軍人から大統領への個人献金が急増

2012.4.26


 military.comによれば、米軍人と米軍に関係する人たちから大統領候補者への政治献金がテキサス州の共和党下院議員ロン・ポール(Ron Paul)からバラク・オバマ(Barack Obama)へ移行しました。

 『the Center for Responsive Politics』のデータによると、ポール下院議員は長く軍人のお気に入りでしたが、3月に献金の集中はオバマに移行しました。アナリストのラス・チョマ(Russ Choma)は、「最近まで、共和党候補者ロン・ポールの支援の熱烈な供給源でした」「しかし3月に、軍から最大の支援を、ポールの約2倍をかき集めました。ミット・ロムニー(Mitt Romney)は軍からの支援に関して言えば、落伍者のままです」。

 2011年1月~2012年3月の間、200ドル以上を献金した軍人は約333,134ドルをポール陣営に寄付しました。比較して、オバマは約184,505ドル、ロムニーは45,738ドルでした。今年3月中、オバマへの献金は36,448ドル、ポールは17,733ドル、ロムニーは8,630ドルでした。

 数字は200ドル以上の個人献金を反映し、提供者はより少額の人と共にさらに情報を提供する必要はなく、軍務との関わりを示したのは志願した者だけです。陸軍の看護士は「兵士」ではなく「看護士」と記され、陸軍の献金者とは記録されません。このため、軍内の正解な数字と分析を提供する方法はありません。

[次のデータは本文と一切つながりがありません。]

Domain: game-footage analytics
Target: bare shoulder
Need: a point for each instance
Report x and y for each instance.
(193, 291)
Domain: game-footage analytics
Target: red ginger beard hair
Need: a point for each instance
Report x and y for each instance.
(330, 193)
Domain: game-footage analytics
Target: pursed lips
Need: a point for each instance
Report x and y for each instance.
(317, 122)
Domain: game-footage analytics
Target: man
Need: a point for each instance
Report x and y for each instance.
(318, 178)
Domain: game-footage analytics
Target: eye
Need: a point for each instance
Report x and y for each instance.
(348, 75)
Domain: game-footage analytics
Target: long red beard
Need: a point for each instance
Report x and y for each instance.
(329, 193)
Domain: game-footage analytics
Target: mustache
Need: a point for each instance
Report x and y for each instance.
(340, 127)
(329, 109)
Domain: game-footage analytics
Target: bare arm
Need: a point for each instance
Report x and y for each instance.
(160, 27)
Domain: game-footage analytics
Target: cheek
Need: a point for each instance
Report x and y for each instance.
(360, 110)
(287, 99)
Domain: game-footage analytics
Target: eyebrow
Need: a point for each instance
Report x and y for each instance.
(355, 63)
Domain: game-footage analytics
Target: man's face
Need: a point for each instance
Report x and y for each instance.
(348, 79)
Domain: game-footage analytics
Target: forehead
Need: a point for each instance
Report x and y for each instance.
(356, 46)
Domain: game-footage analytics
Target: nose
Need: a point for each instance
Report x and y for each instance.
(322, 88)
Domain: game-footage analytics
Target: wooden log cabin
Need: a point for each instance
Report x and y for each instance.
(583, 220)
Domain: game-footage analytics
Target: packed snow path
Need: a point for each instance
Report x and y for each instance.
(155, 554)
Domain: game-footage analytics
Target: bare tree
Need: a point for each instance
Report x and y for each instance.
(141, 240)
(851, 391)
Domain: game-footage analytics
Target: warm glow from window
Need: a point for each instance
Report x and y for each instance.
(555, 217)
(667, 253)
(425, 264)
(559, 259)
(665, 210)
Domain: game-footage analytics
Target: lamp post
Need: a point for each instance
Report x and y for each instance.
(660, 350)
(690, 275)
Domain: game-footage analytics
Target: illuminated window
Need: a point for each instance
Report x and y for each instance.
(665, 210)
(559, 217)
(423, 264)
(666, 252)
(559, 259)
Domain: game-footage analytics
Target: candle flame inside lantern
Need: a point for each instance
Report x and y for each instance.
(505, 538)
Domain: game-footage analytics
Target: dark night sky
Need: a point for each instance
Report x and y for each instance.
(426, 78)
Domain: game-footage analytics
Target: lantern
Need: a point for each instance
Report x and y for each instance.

 オバマの最大の献金源は国防総省で、ロムニーとポールは陸軍でした。他の候補者の献金額は分析に含まれていません。

 オバマの軍内の資金集めの優勢が続けば、2008年に軍人が対立候補ジョン・マケイン(Sen. John McCain)の6倍を提供したことの再来になるかも知れません。

 これは歴史的に団結力が強い軍隊のでは転換です。かつては軍の献金者は共和党に寄付する傾向があります。2000年、テキサス州知事ジョージ・W・ブッシュ(George W. Bush)は軍人の寄付を、副大統領アル・ゴア(Al Gore)の約2倍集めました。


 一部を省略して記事を紹介しました。

 軍人の意向は大統領選挙に大きく影響します。先般から報じられているように、ブログで大統領を侮辱する事件を起こすことは「表現の自由」の発露ではないということです。なにより、普段から政治をよく知り、投票に行くことです。政治献金は軍服を着ていてもできますし、議員のホームページからクレジットカードを使って送金できるのです。

 それにしても、この転換は大きいものがあります。ポールが共和党の大統領候補者になる可能性は低く、ロムニーが選ばれることになるでしょう。そうなれば、共和党候補者への献金はさらに減り、オバマが有利になる可能性が高まります。

 military.comは先日、ロムニーの政策について「Romney on Spending: Guns Trump Butter」というタイトルの記事を掲載しました。ロムニーは生活の基本的分野での予算を削減して、軍事予算を増額するという内容でした。これは一般国民にも受け入れがたいことです。軍人は富裕層の代表ではなく、これに同調するかも知れません。

 さらに、ロムニーは「タリバンを殺せ」と主張しています。十年間かけても殲滅できないタリバンは大統領のかけ声だけでは倒せません。これを一番分かっているのは兵士です。米軍内でロムニーが大きな支持を受ける可能性はありません。

 オバマの再選はかなり確実になってきたと言えそうです。